The creation of a worldwide web, or network, of protected areas is urgently needed for the protection of whales, dolphins and the places important to their survival according to marine experts.
This call from WDCS, the Whale and Dolphin Conservation Society comes on the final day of the first international conference on marine mammal protected areas, in Hawaii, and is one of several important recommendations agreed by conference delegates.
WDCS Research Fellow, Erich Hoyt, said: “A worldwide effort must be made urgently to identify and define whale and dolphin critical habitats and hot spots. Then we need to map this information with other species and data to create networks of Marine Protected Areas (MPAs) in national waters and on the high seas.
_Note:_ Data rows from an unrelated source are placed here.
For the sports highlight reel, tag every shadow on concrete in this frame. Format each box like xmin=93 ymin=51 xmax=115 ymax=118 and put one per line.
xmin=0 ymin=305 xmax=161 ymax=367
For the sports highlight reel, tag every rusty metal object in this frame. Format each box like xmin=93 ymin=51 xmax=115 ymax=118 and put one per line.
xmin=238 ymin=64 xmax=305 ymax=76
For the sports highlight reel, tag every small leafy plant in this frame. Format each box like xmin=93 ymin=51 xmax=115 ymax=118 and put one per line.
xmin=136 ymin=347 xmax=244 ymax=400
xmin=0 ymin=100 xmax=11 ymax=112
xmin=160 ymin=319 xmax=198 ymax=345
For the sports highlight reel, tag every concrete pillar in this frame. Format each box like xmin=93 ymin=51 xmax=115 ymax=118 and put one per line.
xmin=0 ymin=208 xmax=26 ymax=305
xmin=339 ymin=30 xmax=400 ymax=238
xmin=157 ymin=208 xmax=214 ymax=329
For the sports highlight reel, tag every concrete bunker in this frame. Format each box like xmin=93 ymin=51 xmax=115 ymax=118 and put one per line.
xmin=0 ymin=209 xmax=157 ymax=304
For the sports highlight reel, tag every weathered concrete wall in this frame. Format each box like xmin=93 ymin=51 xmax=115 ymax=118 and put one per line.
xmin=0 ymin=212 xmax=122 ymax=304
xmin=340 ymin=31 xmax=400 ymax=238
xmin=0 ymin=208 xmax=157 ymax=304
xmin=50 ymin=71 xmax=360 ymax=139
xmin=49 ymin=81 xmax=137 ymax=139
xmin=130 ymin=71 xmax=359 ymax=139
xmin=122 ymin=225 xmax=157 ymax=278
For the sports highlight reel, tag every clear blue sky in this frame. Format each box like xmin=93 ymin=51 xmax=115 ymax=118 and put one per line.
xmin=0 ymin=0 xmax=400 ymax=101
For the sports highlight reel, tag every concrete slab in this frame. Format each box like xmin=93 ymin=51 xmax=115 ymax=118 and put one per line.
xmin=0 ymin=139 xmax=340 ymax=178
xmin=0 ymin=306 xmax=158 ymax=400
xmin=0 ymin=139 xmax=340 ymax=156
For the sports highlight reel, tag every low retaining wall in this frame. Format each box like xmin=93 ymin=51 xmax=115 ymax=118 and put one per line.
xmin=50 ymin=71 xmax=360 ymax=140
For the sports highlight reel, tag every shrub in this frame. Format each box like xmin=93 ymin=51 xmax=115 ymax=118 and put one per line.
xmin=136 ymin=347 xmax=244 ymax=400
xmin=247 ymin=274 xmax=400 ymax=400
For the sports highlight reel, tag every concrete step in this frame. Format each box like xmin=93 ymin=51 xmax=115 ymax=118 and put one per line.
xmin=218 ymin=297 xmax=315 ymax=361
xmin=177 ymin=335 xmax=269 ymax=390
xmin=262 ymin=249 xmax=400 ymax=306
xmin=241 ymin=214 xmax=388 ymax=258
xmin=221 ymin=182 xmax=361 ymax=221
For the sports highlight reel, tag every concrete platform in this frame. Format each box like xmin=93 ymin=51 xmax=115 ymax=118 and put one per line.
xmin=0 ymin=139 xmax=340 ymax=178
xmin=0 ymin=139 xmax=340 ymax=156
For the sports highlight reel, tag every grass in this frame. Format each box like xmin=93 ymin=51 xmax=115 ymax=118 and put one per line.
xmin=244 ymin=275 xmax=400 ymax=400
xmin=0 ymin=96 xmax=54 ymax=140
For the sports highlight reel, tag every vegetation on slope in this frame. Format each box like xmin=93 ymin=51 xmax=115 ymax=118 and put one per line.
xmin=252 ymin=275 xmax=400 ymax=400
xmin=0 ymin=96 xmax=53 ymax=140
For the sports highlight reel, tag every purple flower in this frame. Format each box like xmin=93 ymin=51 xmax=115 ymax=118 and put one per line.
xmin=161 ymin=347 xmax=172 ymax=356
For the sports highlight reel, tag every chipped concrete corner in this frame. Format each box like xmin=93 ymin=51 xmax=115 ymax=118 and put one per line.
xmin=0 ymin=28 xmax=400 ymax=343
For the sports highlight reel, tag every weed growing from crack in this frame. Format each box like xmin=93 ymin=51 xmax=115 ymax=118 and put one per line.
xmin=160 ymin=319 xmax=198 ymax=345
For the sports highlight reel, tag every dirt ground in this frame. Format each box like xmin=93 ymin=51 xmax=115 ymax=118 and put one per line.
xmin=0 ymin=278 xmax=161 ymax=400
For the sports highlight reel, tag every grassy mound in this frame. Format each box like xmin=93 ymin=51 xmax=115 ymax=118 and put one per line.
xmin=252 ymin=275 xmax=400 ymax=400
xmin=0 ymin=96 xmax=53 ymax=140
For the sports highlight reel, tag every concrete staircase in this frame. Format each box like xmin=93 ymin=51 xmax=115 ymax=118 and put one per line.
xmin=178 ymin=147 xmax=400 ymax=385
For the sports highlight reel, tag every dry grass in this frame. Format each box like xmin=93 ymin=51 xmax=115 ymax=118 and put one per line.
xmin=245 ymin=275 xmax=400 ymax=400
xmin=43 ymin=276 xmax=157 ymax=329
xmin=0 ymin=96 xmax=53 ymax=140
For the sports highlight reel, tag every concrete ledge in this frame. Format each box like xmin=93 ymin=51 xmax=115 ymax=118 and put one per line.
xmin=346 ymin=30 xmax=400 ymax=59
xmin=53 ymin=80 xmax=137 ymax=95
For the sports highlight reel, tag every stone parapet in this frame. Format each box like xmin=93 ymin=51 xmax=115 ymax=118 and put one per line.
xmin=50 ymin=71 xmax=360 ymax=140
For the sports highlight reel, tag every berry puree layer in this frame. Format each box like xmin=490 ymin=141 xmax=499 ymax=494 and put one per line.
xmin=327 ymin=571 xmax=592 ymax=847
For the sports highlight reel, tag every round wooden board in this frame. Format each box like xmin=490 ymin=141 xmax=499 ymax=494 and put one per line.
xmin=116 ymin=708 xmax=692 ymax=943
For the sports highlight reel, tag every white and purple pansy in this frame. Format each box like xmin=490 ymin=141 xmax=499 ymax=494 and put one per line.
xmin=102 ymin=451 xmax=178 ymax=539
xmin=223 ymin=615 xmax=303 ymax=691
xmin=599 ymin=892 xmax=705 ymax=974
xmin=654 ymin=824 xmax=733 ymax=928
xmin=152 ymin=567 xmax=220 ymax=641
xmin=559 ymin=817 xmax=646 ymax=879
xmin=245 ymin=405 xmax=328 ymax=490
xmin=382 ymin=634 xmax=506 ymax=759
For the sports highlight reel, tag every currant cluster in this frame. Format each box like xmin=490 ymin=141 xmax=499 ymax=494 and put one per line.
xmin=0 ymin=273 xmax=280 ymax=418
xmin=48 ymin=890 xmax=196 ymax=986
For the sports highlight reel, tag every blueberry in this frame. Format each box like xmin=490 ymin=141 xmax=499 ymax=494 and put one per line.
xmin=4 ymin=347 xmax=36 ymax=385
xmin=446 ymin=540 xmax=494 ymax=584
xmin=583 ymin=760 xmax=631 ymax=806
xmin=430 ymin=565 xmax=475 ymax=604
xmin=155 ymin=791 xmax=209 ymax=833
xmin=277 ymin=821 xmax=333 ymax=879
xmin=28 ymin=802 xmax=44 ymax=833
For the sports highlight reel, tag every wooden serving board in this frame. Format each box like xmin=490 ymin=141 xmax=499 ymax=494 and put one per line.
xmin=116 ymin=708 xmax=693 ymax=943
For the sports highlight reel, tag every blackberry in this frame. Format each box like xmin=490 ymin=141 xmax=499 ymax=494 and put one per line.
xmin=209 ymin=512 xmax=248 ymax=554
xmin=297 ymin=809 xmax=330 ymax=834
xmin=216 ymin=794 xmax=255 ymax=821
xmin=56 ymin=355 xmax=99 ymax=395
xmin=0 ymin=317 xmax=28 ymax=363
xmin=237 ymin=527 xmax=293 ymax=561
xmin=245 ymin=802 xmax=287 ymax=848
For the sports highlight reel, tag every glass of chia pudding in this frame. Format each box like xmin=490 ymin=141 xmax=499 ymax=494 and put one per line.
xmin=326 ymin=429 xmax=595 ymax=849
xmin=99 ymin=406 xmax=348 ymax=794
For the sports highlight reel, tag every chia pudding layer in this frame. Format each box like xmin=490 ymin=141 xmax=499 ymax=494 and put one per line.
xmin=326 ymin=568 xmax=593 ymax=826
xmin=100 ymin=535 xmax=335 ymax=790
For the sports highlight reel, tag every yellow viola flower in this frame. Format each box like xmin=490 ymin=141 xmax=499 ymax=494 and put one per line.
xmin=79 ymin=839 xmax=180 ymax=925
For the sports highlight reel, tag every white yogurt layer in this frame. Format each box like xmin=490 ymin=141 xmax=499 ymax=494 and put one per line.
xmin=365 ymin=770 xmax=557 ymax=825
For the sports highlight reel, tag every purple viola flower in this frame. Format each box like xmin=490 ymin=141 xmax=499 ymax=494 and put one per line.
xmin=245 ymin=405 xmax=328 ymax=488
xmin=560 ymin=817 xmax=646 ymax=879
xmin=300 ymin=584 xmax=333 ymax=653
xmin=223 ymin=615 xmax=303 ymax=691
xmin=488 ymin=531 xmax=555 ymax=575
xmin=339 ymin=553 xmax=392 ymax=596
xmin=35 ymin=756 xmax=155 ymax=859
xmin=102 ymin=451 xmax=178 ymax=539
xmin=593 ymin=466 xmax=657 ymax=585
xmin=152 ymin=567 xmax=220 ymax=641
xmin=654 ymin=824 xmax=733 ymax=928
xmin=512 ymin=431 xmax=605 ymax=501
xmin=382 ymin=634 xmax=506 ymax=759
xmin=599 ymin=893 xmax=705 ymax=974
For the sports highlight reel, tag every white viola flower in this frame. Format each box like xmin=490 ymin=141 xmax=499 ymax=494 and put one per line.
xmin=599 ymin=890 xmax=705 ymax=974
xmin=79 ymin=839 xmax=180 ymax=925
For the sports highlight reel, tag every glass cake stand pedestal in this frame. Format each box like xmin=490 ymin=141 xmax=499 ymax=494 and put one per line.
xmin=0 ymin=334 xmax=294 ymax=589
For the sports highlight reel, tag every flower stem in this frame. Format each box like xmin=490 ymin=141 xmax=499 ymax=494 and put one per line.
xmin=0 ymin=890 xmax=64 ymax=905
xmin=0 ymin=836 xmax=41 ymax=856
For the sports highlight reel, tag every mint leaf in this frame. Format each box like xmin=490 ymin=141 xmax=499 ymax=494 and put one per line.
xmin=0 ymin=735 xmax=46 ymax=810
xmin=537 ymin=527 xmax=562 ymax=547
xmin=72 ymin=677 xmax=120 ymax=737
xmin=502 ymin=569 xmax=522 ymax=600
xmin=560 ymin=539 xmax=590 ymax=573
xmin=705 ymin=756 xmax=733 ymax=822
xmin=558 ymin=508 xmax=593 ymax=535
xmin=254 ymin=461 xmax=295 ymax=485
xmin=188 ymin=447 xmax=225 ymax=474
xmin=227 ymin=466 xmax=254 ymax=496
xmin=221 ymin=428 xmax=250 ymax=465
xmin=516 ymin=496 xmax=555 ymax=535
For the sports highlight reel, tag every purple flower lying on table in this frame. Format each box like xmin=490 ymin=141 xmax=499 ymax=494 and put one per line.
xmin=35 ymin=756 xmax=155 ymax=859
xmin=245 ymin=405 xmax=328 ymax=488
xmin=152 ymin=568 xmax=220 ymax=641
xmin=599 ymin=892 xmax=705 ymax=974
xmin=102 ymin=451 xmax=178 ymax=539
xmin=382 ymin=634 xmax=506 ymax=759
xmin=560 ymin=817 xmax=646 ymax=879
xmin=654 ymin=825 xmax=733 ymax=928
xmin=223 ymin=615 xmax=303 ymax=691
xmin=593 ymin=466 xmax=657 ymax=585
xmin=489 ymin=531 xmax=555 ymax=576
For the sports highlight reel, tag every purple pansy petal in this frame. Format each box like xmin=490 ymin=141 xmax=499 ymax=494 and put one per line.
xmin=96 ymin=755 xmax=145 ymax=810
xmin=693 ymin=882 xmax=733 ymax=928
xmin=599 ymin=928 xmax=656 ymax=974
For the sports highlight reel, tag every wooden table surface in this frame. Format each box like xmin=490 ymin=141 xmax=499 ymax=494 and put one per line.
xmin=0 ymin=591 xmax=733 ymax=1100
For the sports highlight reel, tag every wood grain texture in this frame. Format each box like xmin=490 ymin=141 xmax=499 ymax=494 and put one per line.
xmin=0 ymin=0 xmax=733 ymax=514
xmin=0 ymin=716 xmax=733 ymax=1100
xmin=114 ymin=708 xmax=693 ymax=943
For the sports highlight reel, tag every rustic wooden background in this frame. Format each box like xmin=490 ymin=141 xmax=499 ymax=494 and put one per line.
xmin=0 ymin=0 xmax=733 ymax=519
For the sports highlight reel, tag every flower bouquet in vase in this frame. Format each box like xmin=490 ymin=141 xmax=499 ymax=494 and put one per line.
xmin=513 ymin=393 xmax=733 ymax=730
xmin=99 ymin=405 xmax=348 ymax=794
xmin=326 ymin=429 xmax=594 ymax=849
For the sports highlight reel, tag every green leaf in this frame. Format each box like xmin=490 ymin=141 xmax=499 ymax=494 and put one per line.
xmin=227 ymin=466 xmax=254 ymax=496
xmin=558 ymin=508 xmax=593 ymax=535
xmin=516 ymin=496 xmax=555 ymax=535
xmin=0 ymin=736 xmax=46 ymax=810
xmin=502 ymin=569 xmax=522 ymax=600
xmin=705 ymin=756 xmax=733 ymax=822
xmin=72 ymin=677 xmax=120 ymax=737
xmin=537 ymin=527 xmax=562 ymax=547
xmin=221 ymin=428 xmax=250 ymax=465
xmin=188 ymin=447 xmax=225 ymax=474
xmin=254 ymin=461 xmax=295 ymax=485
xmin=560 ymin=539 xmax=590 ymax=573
It is like creating a sort of worldwide web for whales and dolphins but connecting not just the animals, but the special places where they live, and the people there too.”
While humpback whales cavorted offshore in their mating grounds, over 200 marine mammal scientists, MPA managers and other experts from 40 countries gathered at the conference to address future challenges for the management of existing and the establishment of new marine protected area networks.
“Probably less than 1 percent of the world’s marine mammal critical habitat has been identified much less protected,” added Hoyt. “We have discussed strategies for cost-effective measures to attack this huge workload with surveys and other studies. Clearly the emphasis will need to be on rare and endangered species, but we also need to protect healthy populations so that they don’t join the endangered ranks.”
Approximately 40% of the 300 existing marine mammal MPAs are too small to offer the protection required for these wide ranging mammals and even a higher percentage offer no real protection. MPAs in Europe, East Asia, West Africa and the Middle East are particularly small and ineffective for protecting coastal dolphin habitat, and even less for for the wider-ranging large whale species.
Conference delegates will bring recommendations for networks of protected areas and other proposals to the upcoming meeting of the International Marine Protected Areas Congress (IMPAC 2) in Washington DC, in late May.